A fair tax system sits at the heart of global economic justice and human rights protection. Public debates and international negotiations increasingly show how taxation shapes inequality, government accountability, and access to basic services. From protests outside the US Capitol to diplomatic talks at the United Nations, tax justice has become a defining issue of modern governance.
Global Tax Rules And Historical Imbalance
International tax rules were designed over a century ago, during a colonial era that excluded much of today’s Global South from decision-making. Modern economies now operate across borders and digital platforms, yet outdated frameworks still govern how profits are taxed.
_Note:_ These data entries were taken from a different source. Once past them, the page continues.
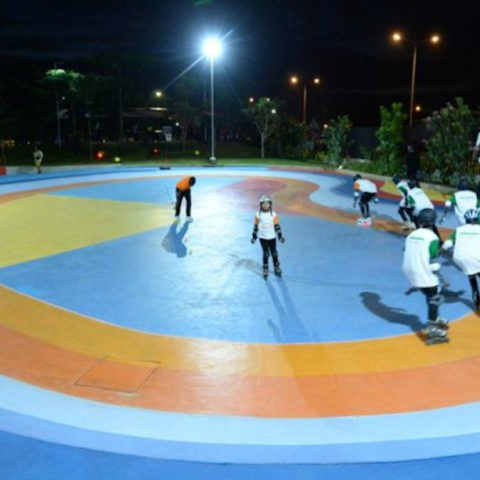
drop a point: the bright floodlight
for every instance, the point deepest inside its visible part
(397, 37)
(212, 48)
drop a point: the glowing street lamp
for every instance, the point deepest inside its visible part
(397, 37)
(212, 49)
(294, 80)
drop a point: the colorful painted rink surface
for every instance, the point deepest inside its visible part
(131, 344)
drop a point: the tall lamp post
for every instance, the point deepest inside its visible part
(397, 37)
(294, 80)
(212, 48)
(56, 72)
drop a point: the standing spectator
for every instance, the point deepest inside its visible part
(37, 159)
(412, 162)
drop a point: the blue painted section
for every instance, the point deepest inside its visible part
(157, 190)
(203, 280)
(215, 438)
(28, 459)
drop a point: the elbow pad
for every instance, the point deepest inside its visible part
(434, 267)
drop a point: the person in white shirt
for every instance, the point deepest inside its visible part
(266, 226)
(366, 191)
(422, 247)
(405, 212)
(37, 159)
(462, 200)
(465, 241)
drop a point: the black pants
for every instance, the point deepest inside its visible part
(180, 195)
(404, 212)
(365, 199)
(269, 247)
(473, 282)
(434, 299)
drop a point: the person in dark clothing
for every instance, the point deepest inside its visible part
(412, 162)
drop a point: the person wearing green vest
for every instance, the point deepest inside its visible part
(420, 266)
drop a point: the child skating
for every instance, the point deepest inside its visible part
(183, 189)
(266, 227)
(418, 201)
(366, 191)
(422, 247)
(465, 241)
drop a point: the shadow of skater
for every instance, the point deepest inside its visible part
(449, 296)
(373, 302)
(173, 240)
(291, 328)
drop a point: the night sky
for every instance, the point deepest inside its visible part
(345, 43)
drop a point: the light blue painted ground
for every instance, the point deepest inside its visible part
(364, 273)
(203, 280)
(27, 459)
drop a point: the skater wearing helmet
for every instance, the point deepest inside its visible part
(266, 226)
(405, 212)
(466, 252)
(422, 246)
(182, 189)
(462, 200)
(417, 200)
(366, 191)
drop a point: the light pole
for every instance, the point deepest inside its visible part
(397, 37)
(212, 48)
(54, 73)
(294, 80)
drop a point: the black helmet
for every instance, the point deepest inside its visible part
(463, 184)
(264, 199)
(427, 217)
(471, 215)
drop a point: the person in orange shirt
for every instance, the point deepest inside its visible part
(183, 190)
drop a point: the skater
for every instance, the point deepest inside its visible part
(182, 189)
(465, 241)
(462, 200)
(422, 246)
(37, 159)
(405, 212)
(367, 191)
(266, 225)
(417, 200)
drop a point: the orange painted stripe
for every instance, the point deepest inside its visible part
(68, 330)
(53, 368)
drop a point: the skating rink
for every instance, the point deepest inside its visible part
(134, 347)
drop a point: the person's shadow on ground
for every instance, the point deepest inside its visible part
(173, 240)
(291, 327)
(449, 296)
(373, 303)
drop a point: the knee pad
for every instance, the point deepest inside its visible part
(436, 300)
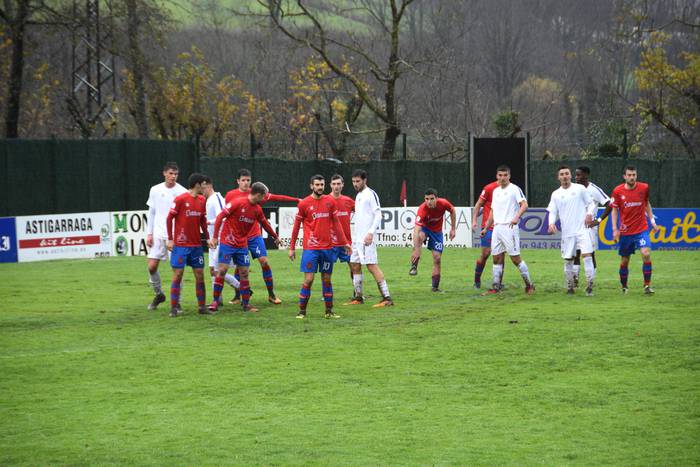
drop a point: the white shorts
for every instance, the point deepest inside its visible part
(364, 254)
(594, 237)
(505, 239)
(159, 250)
(582, 242)
(214, 258)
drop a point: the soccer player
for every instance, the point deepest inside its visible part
(319, 215)
(631, 200)
(160, 197)
(241, 216)
(215, 204)
(583, 175)
(188, 213)
(256, 244)
(345, 206)
(572, 204)
(507, 206)
(368, 214)
(485, 201)
(429, 219)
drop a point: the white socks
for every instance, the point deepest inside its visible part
(383, 289)
(590, 270)
(231, 280)
(497, 271)
(569, 272)
(154, 280)
(524, 273)
(357, 284)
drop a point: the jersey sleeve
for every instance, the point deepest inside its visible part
(175, 207)
(446, 205)
(598, 195)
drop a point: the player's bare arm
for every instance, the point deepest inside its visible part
(606, 213)
(521, 211)
(650, 215)
(295, 235)
(489, 223)
(475, 212)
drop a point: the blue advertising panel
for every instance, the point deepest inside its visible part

OECD-led systems, created without representation from African nations, continue to dominate global tax policy. This imbalance favors wealthier countries and multinational corporations while limiting developing nations’ ability to collect revenue where economic activity actually occurs.
Tax policy directly influences social stability. Rising inequality has fueled protests and political unrest across many regions. Kenyan demonstrations in 2024 highlighted public resistance to tax proposals targeting basic necessities such as menstrual products and mobile money transactions used by informal workers.
Economic frustration linked to unfair taxation often strengthens authoritarian tendencies and erodes trust in democratic institutions. Fair taxation, by contrast, supports social cohesion and long-term stability.
Cross-border tax rules allow corporations to exploit loopholes through practices like transfer pricing. Treating subsidiaries as separate entities enables profit shifting to low-tax jurisdictions, triggering a global race to the bottom on corporate tax rates.
Digital businesses worsen this challenge by earning significant revenue in countries where they pay little or no tax. Shell companies and offshore accounts further obscure accountability, making enforcement difficult.
Ultra-wealthy individuals benefit most from these systems. Oxfam reports show that global private wealth has grown eight times faster than public wealth since 1995. Billionaires effectively pay less than 0.5 percent in taxes on their wealth, while governments lose hundreds of billions in potential revenue each year.
Human Rights Consequences Of Weak Tax Systems
Revenue losses from tax avoidance limit governments’ ability to fund essential services. Education, healthcare, housing, and social protection all depend on stable public finances.
Sri Lanka offers a clear example. Tax revenue once accounted for over 20 percent of GDP but fell to just 7.3 percent by 2022. Reduced public investment contributed to a debt crisis that harmed millions of families and undermined basic social rights.
Weak tax systems often force governments to rely on regressive taxes, placing heavier burdens on lower-income populations while wealth remains largely untaxed. Negotiations for a UN-led international tax treaty represent a potential turning point. Countries from the Global South now have an equal voice in shaping global tax rules, aligning taxation with international human rights obligations.
Proposed provisions aim to allocate taxing rights based on where value is created, markets operate, and revenues are generated. Such reforms could rebalance power away from corporate headquarters toward countries where real economic activity occurs.
Calls from groups like ICRICT emphasize treating multinational corporations as single entities to reduce profit shifting. Cooperative enforcement, transparency measures, and actions against illicit financial flows also feature in ongoing discussions.
A fair global tax system supports more than revenue generation. Funds raised through equitable taxation can finance climate transition efforts, reduce poverty, and strengthen public institutions.
Negotiations continue, with draft frameworks expected for review at the UN General Assembly in 2027. Progress offers an opportunity to reshape global economic governance and reinforce governments’ capacity to protect social, economic, and cultural rights worldwide.